I promised myself I wouldn’t do this again. I promised it after writing this article 3 years ago and I promised it again when I wrote a corrected less incorrect version last year. But, then I discovered FiveThirtyEight’s How the Internet Talks project and couldn’t resist trying to answer this question with some new data.

The notion of Christmas coming earlier every year has been a regular feature in my life, with it not truly feeling like the Christmas period until someone has rolled their eyes and said “it gets earlier ever year” or given an exasperated “already!?” at the sight of the Christmas lights going up around town. Some people take it worse than others, however, as this Daily Mail headline from last year highlights:

But, how to go about finding if the Christmas season truly is creeping into the earlier parts of the year? A good starting point would be to identify, for a given year, when the Christmas period kicked off and then comparing this across years. It’s reasonable to assume that during the Christmas period people’s internet activity may be a little different to the rest of the year; specifically they may mention Christmas-related terms more frequently. As such, we might identify the beginning of the Christmas period as that watershed moment that maximises the difference in Christmas-related talk between the time before and the time after. If you happen to have read my recent post on when the golden age of The Simpsons ended you might spot that this is the exact same problem, that of identifying two distinct clusters formed of data from contiguous time periods.

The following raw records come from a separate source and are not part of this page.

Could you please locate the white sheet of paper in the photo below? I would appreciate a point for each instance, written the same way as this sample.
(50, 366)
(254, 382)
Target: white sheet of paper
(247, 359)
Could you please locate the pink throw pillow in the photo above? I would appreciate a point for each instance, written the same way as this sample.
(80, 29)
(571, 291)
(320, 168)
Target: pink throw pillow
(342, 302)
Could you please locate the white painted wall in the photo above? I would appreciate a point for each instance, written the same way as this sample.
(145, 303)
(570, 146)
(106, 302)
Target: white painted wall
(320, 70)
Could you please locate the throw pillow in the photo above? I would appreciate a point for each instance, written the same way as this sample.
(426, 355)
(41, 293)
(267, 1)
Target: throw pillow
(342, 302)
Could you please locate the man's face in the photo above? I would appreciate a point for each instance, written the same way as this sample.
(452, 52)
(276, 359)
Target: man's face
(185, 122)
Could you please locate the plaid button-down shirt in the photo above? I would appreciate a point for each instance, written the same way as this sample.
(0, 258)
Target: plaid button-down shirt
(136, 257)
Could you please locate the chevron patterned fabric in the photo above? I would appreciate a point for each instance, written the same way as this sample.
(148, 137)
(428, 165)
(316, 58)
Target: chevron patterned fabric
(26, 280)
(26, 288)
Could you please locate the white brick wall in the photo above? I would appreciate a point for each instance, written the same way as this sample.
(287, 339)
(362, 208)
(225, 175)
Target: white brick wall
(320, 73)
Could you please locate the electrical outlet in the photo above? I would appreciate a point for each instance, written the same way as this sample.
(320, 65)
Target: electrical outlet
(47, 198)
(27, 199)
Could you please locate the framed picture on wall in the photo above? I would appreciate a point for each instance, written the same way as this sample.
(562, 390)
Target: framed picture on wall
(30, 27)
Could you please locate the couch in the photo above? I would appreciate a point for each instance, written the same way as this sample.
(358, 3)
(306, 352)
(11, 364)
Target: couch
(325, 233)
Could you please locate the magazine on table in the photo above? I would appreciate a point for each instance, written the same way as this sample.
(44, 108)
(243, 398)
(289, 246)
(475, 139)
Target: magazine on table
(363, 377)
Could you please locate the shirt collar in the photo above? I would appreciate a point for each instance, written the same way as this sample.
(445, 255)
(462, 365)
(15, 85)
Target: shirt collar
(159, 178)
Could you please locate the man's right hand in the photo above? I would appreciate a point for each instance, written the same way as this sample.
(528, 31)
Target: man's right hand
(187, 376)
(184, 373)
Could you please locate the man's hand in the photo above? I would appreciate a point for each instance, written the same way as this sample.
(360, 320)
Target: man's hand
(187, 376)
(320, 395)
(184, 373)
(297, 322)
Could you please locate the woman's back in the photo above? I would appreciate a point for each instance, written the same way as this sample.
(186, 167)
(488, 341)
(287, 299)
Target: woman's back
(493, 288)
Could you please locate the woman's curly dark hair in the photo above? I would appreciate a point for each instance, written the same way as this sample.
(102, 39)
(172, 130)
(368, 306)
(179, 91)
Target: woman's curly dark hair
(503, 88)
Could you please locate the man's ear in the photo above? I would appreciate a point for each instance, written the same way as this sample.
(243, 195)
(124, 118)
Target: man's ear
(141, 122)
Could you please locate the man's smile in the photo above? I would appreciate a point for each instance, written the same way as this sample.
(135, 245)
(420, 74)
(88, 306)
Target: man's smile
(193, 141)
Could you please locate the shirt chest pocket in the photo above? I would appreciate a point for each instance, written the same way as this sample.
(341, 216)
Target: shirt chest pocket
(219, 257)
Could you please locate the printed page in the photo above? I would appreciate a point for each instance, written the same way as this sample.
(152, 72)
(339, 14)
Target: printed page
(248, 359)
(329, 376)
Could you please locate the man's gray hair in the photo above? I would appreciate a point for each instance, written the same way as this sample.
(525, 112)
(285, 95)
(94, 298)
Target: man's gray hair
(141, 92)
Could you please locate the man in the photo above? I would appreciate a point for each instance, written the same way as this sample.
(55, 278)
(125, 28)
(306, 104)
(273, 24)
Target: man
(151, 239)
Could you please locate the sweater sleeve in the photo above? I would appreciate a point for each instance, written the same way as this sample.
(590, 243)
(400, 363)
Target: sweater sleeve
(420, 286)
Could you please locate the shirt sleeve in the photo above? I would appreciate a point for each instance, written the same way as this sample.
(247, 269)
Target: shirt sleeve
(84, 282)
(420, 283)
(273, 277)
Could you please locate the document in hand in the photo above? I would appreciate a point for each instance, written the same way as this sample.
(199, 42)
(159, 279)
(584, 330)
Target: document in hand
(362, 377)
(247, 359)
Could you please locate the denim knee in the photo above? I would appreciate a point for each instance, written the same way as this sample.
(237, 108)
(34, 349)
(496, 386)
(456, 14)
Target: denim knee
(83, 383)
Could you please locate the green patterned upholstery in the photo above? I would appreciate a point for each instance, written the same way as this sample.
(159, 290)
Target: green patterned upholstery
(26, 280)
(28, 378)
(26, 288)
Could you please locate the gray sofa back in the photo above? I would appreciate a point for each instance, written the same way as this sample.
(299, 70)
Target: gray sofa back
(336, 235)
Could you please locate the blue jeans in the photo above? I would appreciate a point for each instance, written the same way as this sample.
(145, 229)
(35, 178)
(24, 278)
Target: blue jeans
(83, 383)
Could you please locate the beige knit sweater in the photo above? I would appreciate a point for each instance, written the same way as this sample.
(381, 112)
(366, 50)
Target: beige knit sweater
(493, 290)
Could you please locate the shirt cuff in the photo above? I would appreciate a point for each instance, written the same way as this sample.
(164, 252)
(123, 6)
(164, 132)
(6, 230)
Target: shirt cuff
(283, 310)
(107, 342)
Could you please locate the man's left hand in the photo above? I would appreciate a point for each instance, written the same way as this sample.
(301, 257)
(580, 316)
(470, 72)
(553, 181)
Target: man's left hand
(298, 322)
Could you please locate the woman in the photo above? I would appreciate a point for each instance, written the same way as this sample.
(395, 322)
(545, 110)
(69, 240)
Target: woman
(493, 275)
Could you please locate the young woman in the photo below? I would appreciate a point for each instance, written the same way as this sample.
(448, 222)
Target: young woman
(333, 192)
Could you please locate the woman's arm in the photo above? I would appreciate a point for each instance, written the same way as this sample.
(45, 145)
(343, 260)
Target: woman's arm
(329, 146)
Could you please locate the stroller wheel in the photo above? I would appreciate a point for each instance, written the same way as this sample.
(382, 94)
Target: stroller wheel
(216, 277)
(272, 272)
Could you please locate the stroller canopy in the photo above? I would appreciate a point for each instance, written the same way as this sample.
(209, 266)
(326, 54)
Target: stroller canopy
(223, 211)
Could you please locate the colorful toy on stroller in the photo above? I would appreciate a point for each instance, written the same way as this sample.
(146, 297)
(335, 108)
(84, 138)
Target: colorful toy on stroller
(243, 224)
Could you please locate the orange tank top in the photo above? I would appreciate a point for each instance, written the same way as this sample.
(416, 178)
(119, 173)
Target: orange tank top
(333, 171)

My previous attempts at doing this analysis were blighted by the limitations of accessing data from Google Trends. This is a free service provided by Google which allows you to download data on search activity for specific terms over time and, to be clear, is a fantastic service. It’s just that getting the data can be a little awkward, owing to: the normalisation of the data; uncertain granularity of the data downloaded; and nebulous download limits. I could rant a lot longer, but the important thing is that, although the FiveThirtyEight data set is considerably more restricted, it isn’t nearly as painful to get data from.

The FiveThirtyEight data is a version of the Google Ngram viewer which is restricted to the Reddit corpus. Enter a term and it’ll give you the frequency of comments submitted to Reddit containing that term, daily since late 2007. Obviously during the Christmas period, you’d expect a greater proportion of Christmassy terms being used in comments. And, indeed, that does appear to be the case. I chose just a small handful of Christmas terms to get a clearer picture of the trends: ‘Christmas’, ‘Santa’, and ‘gifts’. I tried with a larger selection of terms but they tended to be almost entirely zero-valued, so I discarded them.

With the data downloaded, I then pre-processed and clustered the data as follows: - I first performed a square-root transformation on the data. The data should be somewhat Poisson-distributed given that they represent counts of word appearance, however clustering with Poisson data isn’t exactly ideal as the mean and variance are defined to be equal. What this means is that a cluster with a large mean is also, necessarily, a more diffuse cluster. Taking a square-root is the variance stabilising transformation of the Poisson data, meaning it breaks this tie between the mean and variance. It also means we can no longer model the data as Poisson as that only allows for integer values (whole numbers, which most square roots aren’t). Modelling as Gaussian doesn’t seem like a terrible idea, however. Gaussian data are simply data where most values tend to be pretty close to the mean and you’re equally likely to be x% above the mean as you are to be x% below the mean. - I then standardised the data, subtracting the mean and dividing by the standard deviation, thus expressing all the data in a common currency. Whether I’m looking at the data for mentions of ‘Christmas’ or mentions of ‘Santa’ a value of 1 will mean mentions of the particular term were 1 standard deviation above their respective mean. This is important in cluster analysis to prevent the results being unduly influenced by variables with a greater spread of values. - I trimmed the data to only include data from March 1st to December 25th. As I’m looking at years individually I didn’t want the non-Christmas period being inflated by the residual Christmas hangover from the previous year, so it made sense to cut off some data from the start. Similarly, I didn’t want to dilute the Christmas period by focusing on any time after Christmas day. - The cluster analysis was then performed on a year-by-year basis much the same as described in my previous post.

So, has Christmas been coming earlier?

2016 aside, there certainly is an argument to be made for Christmas coming earlier with five of the six previous years getting into the festive spirit earlier than the preceding year.

It’s hard to know what exactly happened to cause such a drastic change in 2016. Given that Reddit is heavily dominated by the American audience, it’s possible that their election was stealing their focus and they didn’t switch their minds to Christmas until after the election on November 8th. My assumption that Americans switched to Christmas mode once Thanksgiving was over seems incorrect as only one of the years I looked at had Thanksgiving at an earlier date than 2016 did.

As this is now my third time writing this article, I looked at the date the previous articles came out: Nov 11th, Nov 28th, and now Nov 24th. So, “Is Christmas coming earlier?” hasn’t been coming earlier every year.

All this analysis was done in R, with plots done in ggplot2 and tidied up after in Inkscape. The data comes from Reddit via FiveThirtyEight.